Sometimes, instead of getting an offer or a rejection from an agent or editor, a writer will get a revision request. This usually means that the agent/editor is intrigued by the project and finds potential in it, but sees a substantial amount of work before the project is saleable.
In the absence of an offer, the author doesn't have to revise; she is free to take her project elsewhere. But she may decide to try the revision, especially if the editorial suggestions ring true.
A couple of things to remember in these situations:
--If the story just needed a few minor tweaks, the agent/editor probably would have offered. Therefore, it's likely that considerable changes are expected.
--The revision is likely to need work on more than just the specific examples mentioned in the request letter. The agent/editor is probably looking for a true "re-envisioning," a multi-layered improvement.

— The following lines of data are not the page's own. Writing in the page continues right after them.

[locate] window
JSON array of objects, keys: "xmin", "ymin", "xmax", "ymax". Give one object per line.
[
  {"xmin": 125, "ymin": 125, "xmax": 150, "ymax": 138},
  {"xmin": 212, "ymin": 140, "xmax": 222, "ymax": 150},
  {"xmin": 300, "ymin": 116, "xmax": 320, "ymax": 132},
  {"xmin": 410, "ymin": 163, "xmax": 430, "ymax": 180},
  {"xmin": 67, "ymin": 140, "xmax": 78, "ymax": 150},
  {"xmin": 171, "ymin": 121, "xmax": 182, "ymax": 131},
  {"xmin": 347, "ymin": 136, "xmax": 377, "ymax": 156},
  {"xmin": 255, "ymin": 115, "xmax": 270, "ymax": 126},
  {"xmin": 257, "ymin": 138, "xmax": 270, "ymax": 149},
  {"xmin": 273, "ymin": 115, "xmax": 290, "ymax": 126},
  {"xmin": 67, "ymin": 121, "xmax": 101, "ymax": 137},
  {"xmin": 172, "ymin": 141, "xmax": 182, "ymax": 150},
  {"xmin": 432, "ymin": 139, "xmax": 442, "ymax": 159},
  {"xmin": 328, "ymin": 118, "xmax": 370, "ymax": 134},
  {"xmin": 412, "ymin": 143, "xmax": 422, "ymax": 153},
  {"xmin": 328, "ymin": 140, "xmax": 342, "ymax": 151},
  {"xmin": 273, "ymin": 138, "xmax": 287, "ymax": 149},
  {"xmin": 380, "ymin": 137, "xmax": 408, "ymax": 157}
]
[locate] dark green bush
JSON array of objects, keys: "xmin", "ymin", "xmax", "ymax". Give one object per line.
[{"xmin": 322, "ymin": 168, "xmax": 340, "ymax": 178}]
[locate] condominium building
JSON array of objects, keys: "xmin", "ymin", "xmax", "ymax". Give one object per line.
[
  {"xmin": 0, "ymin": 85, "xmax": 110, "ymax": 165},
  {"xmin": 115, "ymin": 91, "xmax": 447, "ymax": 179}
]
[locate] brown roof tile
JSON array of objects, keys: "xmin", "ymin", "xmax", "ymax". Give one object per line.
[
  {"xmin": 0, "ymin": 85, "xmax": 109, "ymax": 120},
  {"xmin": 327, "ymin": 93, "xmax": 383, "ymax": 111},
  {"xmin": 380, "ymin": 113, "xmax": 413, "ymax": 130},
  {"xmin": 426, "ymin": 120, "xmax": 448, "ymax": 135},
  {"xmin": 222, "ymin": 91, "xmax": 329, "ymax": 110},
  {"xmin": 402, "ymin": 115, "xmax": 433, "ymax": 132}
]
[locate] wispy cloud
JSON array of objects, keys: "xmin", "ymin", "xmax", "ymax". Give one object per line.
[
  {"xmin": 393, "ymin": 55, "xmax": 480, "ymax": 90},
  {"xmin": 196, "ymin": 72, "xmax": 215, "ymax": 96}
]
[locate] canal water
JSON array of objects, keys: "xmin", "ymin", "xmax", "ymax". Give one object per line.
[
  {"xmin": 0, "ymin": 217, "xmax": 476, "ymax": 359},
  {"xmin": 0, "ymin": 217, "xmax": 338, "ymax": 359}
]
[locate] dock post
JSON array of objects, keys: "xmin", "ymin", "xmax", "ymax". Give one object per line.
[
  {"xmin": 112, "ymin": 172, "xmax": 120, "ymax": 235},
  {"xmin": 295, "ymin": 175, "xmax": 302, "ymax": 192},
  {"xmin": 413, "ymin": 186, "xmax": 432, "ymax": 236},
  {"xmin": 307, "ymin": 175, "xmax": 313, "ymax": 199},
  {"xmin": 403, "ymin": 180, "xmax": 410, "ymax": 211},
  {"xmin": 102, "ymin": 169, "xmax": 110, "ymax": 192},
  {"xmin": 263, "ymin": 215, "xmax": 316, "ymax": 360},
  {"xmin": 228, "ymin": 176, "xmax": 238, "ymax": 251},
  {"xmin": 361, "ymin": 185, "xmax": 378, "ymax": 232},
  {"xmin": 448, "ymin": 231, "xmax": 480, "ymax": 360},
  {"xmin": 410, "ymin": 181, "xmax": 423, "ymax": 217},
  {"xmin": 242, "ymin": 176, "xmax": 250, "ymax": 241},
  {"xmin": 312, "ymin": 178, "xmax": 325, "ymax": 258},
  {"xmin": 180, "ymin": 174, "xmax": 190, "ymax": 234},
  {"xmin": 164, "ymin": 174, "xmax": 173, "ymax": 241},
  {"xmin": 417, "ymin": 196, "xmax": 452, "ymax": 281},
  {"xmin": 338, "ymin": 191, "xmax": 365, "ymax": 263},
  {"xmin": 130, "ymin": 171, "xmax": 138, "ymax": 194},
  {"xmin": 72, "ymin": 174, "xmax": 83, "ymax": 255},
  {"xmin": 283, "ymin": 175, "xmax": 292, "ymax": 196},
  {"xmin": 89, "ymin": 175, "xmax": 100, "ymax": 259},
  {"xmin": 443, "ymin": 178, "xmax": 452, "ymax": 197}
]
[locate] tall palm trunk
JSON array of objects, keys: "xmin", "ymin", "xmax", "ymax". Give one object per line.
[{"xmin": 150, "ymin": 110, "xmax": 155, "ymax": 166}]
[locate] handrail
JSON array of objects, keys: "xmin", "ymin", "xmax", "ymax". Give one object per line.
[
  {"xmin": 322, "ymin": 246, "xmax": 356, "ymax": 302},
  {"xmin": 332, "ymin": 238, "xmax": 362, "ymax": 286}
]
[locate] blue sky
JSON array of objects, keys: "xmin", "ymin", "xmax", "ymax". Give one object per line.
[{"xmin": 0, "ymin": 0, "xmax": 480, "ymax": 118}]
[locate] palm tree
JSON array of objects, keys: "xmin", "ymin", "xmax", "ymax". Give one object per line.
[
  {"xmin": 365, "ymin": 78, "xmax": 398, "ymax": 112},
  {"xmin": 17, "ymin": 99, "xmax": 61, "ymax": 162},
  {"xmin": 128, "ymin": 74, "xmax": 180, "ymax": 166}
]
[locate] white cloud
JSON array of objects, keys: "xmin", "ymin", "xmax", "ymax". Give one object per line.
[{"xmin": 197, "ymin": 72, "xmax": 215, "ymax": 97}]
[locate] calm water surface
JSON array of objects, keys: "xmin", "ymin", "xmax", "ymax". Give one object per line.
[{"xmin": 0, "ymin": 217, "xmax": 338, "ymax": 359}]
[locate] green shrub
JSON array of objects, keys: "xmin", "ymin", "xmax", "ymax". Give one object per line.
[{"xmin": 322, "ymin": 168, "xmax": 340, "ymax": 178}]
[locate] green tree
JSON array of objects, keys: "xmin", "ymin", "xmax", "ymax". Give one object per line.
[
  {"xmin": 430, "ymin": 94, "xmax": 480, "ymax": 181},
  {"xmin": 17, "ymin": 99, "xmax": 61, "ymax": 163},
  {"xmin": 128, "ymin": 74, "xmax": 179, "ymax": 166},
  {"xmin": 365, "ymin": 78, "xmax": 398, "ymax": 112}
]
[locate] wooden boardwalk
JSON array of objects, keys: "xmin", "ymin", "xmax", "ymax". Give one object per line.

Suppose the letter says, "I think Michael needs to be a stronger character throughout the book. For example on page 47, he gives way to Trudy, and on page 121, he again lets others drive the plot." It may be tempting to make a change on page 47 and another on page 121, and call it a day. But "throughout the book" means just that, and pages 47 and 121 are just examples, meant to illustrate the problem. The agent/editor doesn't expect to provide an exhaustive list of everywhere in the story that Michael needs to take charge; he/she expects the writer to do that.
In some ways, a revision request is a test: can the writer handle the kind of editorial work required to get a book into publishable shape? Does he take the initiative on making the story better everywhere he can? Even when a publisher acquires a project, there is a fair amount of editing still ahead for the writer. A writer who is ready to tackle that work is more likely to be ready for publication.